17 years in life and i realized from all those books, tho i do pick up one or two lessons from each book, i mostly do that to be right. i know, sick. but it's nice to know that i already have something in me to be successful. makes me feel like i can conquer the world. that i am unique. different. special.
but no one wants to be special. srsly. because we all wanted to belong. to be understood. to be accepted. and if by being "special," we couldn't get this, we get mad. we blame the world. we wanted out—how dare this filthy world to turn its back on me? me?!
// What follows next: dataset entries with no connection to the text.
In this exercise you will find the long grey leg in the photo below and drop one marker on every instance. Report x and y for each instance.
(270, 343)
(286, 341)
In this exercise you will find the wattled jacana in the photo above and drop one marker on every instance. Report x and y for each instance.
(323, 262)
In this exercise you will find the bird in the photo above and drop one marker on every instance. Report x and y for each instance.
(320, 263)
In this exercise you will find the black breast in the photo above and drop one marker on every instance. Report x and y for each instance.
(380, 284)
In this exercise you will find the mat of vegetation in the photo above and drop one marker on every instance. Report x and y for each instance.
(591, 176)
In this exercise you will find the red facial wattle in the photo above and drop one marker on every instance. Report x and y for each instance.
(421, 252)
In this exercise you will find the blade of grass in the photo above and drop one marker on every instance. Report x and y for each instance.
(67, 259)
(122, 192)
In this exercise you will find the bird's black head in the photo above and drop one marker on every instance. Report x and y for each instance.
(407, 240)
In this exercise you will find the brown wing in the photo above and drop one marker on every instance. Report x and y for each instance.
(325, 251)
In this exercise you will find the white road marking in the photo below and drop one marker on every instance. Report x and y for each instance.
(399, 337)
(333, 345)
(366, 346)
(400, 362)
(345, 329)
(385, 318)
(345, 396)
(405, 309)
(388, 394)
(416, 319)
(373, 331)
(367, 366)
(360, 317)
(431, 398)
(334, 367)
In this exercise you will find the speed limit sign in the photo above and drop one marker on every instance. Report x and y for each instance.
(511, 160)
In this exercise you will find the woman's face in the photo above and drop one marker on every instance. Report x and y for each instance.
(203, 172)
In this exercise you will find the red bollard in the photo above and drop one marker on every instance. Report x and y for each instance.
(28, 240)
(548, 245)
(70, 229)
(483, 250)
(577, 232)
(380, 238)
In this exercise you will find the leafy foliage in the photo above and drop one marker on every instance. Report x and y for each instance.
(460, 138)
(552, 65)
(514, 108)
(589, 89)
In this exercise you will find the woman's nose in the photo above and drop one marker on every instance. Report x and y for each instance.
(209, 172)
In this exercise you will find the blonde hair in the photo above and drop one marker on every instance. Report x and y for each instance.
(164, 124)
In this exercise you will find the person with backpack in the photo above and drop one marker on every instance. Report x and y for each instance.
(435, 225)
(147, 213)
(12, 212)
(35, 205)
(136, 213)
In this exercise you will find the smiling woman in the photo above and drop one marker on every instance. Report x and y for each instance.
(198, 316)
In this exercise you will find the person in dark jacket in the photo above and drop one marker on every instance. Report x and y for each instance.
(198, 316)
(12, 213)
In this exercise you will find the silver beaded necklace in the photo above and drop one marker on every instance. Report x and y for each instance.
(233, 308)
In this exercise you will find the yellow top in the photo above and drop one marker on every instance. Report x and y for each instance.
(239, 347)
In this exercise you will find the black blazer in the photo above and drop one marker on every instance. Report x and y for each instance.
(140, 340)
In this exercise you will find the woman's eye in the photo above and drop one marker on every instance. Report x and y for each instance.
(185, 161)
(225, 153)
or in reverse, it kinda looks like this—no one wants me. i'm a trash. the world is better off without me.
joke's on me.
the sudden rant, however, is not necessary. nadala lang ako ng emosyon.
right. emosyon.
(oh, my god, here comes btob things. kindly buckle up or step out of the ride.)
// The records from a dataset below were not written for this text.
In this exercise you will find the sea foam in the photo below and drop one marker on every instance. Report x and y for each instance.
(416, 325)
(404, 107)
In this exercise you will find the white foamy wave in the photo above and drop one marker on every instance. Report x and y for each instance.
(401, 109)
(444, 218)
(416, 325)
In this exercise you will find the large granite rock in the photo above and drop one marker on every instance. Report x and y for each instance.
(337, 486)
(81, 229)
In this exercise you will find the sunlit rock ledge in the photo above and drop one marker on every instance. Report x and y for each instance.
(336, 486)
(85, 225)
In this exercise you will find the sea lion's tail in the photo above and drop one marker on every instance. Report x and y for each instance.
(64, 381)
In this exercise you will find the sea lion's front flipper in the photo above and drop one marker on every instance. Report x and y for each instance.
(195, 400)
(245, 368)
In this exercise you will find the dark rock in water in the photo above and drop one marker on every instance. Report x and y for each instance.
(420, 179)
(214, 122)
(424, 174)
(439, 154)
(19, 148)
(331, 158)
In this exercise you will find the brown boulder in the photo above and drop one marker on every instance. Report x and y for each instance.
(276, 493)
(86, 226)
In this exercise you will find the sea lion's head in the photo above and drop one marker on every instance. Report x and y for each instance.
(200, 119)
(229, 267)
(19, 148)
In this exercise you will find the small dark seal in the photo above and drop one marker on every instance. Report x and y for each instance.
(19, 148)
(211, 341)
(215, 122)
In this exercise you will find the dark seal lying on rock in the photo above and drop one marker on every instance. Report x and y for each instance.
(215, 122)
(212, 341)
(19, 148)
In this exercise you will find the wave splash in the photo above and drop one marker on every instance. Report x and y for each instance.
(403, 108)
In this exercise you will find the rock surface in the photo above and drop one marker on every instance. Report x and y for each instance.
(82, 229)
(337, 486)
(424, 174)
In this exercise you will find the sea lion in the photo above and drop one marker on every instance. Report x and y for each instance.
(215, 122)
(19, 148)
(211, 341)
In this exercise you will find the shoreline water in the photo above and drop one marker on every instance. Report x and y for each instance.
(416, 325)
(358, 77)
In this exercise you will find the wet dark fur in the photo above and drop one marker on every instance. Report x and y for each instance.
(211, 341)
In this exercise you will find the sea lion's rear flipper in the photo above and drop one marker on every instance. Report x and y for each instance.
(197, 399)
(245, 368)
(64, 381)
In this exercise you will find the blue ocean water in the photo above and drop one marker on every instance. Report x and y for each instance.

in the song beautiful pain, (gods, even the title is damn good) one line that never ceases to amaze me is, "no one wants to deal with the pain that follows, no, i understand them, though."
pain hurts. pain is negative. pain is something we all try to avoid. but pain is what told us to never bump on that table again. pain told us to use slippers if we're running in a rocky road. pain told us to watch our steps or we'll be rolling down that stairs.
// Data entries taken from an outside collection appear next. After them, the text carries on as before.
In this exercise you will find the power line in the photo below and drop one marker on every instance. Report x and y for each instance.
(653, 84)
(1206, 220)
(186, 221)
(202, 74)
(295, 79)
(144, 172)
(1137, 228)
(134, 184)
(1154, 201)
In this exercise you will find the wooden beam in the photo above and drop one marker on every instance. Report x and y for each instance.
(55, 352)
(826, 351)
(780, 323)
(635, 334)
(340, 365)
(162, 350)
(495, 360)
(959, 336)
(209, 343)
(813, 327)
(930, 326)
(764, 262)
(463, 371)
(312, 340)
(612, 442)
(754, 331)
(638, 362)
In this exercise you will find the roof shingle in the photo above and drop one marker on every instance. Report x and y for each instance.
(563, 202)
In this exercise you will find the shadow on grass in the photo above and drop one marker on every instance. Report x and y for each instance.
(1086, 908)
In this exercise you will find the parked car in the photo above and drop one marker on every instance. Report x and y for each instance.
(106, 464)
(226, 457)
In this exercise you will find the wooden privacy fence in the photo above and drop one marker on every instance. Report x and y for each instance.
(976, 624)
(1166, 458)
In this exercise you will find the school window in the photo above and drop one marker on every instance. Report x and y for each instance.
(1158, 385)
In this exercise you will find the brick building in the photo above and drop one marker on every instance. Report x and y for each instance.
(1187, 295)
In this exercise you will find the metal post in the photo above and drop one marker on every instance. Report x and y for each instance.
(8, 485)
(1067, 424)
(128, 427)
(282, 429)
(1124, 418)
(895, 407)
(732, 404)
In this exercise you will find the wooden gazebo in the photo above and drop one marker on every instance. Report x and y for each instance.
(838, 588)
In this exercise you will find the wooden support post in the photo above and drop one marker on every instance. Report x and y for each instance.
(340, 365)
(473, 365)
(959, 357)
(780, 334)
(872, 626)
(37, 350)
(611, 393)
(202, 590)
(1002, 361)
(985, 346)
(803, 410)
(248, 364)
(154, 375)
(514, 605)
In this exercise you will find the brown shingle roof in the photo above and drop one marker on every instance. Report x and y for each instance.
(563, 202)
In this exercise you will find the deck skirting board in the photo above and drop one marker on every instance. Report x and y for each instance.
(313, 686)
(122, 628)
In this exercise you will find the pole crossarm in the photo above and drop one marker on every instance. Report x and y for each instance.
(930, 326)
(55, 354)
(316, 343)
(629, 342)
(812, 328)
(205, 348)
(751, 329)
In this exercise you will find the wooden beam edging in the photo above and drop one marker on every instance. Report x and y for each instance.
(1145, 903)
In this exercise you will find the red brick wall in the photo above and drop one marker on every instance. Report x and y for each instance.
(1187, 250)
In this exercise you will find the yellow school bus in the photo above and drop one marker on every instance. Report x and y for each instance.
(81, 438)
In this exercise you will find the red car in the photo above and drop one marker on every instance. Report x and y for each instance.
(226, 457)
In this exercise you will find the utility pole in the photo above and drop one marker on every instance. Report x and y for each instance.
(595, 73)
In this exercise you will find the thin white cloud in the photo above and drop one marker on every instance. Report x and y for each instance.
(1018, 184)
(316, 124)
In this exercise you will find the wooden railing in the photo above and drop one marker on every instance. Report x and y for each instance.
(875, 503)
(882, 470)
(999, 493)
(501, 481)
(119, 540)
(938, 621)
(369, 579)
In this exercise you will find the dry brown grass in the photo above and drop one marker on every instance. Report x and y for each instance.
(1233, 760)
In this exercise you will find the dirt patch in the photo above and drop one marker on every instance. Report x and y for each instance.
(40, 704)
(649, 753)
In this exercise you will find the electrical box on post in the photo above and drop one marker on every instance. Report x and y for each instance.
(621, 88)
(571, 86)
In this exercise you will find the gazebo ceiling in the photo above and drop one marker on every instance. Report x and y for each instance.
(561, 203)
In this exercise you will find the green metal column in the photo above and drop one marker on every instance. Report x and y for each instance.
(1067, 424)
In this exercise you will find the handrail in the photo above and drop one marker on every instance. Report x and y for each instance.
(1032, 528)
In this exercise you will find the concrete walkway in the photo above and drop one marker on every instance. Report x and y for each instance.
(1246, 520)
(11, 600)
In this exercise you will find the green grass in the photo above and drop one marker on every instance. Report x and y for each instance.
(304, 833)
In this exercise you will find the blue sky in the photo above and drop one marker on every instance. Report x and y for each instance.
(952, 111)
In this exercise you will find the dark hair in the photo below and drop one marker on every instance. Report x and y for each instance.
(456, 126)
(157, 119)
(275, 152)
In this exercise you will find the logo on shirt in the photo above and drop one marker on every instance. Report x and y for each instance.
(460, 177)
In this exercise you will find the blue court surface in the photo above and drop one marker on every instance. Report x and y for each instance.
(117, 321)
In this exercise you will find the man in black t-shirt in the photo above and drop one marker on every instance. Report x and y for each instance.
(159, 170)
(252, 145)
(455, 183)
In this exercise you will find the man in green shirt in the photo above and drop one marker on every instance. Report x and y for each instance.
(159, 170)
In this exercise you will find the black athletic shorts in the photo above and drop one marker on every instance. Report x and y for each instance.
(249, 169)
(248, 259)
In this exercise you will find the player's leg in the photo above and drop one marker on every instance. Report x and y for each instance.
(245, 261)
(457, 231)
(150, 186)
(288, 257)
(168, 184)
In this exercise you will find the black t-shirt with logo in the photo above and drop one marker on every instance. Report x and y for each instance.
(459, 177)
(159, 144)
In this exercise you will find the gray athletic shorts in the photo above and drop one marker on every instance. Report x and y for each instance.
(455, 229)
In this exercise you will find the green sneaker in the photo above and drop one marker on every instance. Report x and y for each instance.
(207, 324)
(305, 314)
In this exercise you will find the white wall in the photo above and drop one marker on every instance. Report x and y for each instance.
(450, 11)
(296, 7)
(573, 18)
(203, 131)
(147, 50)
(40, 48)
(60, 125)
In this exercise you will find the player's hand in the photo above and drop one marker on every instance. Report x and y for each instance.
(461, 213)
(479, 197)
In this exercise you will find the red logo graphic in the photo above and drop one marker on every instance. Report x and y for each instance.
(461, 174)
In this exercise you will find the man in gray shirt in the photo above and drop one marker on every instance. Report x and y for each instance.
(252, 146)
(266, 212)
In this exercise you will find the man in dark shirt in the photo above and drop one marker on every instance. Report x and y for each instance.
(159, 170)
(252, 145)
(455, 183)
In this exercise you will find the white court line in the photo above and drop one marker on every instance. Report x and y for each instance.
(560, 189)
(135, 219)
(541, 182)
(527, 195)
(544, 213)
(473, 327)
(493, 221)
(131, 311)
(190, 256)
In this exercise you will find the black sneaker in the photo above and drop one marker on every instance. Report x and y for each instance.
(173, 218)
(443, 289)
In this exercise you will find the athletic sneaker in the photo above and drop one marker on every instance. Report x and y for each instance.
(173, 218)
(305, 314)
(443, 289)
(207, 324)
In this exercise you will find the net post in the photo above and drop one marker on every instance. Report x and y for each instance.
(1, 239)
at very core, i already know that pain is an ally. mark manson amplified that by making me realize that pain is not only an ally, but also a teacher.
greatest teacher ever. here, lemme give pain its well-deserve mug.
and you know what's more? pain gives way for growth. pain happens because something is wrong. something is wrong because we need to change. we need to change because we're always wrong.
mark manson, holy crap.
a number of things from the book flipped my world. one really remarkable thing is "not giving a fuck" is different from what we actually perceive it.
see, i picked the book for the same reason you may have picked it or read my eternal on-going story which is keep it simple, stupid, because it's badass. it seems like an adventure. it promises an adventure.
we want that.
but manson's book won't give you an adventure. it'll force you to sit down and assess yourself, your life, and your death.
and i think, it's the only adventure we'll ever need as it is endless. also relentless.
i really like how he said that not giving a fuck is staring down at your own failure and shoving your peace sign with your index finger folded on it. and then he proceeded to get on the gritty and grueling details of why and how it'll be a difficult journey to do.
because really, we all have this moments of yolo. of quick adrenaline rush wherein we're not afraid of anything and does whatever the hell it is we're stalling to do. with that in mind, staring at your own failure sounds good. it sounds simple and easy. heck, i do that most of the time.
but one failure would also crumple me to pieces. because at the very core of it all, i am still afraid of failure.
when you're raised to be an achiever, i guess, "never fail" is a pre-requisite subject to take.
but that's also one thing manson shove in my skull. that everything in my life is my responsibility.
now, of course, it is. i would fight for my life to be lived in the way i want so, of course, mark, it is!
but he added emphasis on "everything."
everything as in everything. everything as in including the situations you're in due to someone else's doing. everything as in including the ones you have completely no control over.
it's my responsibility because i have full control over the only thing that could make a difference in my life—my actions.
hold on a second, i need to drink my coffee because that's true. and bitter.
never have i ever thought that whatever impact other people caused in my life is my responsibility.
the more i think about it, the more freeing it is. the more power i have over my own life. the more alive i feel for knowing this is my own and no one else's. the more i care about my time. the more i care about whether or not the things i give my attention to contributes to the overall direction i wanted to go in life.
now, i just finished the book and my mind is still reeling from all of those hard pills to swallow, and i don't think i figured out one-fourth of what manson's trying to say, but adore every bit of it.
i remember a question asked on facebook a long time ago which kinda goes like this, "how can you say a story is good?" to which i replied, "disturbing."
to be very honest, i feel like i am floating. because the very things upon which i planted the foundation of my self was wreck by the book.
it is disturbing. and i'll probably read that again. and again. and again.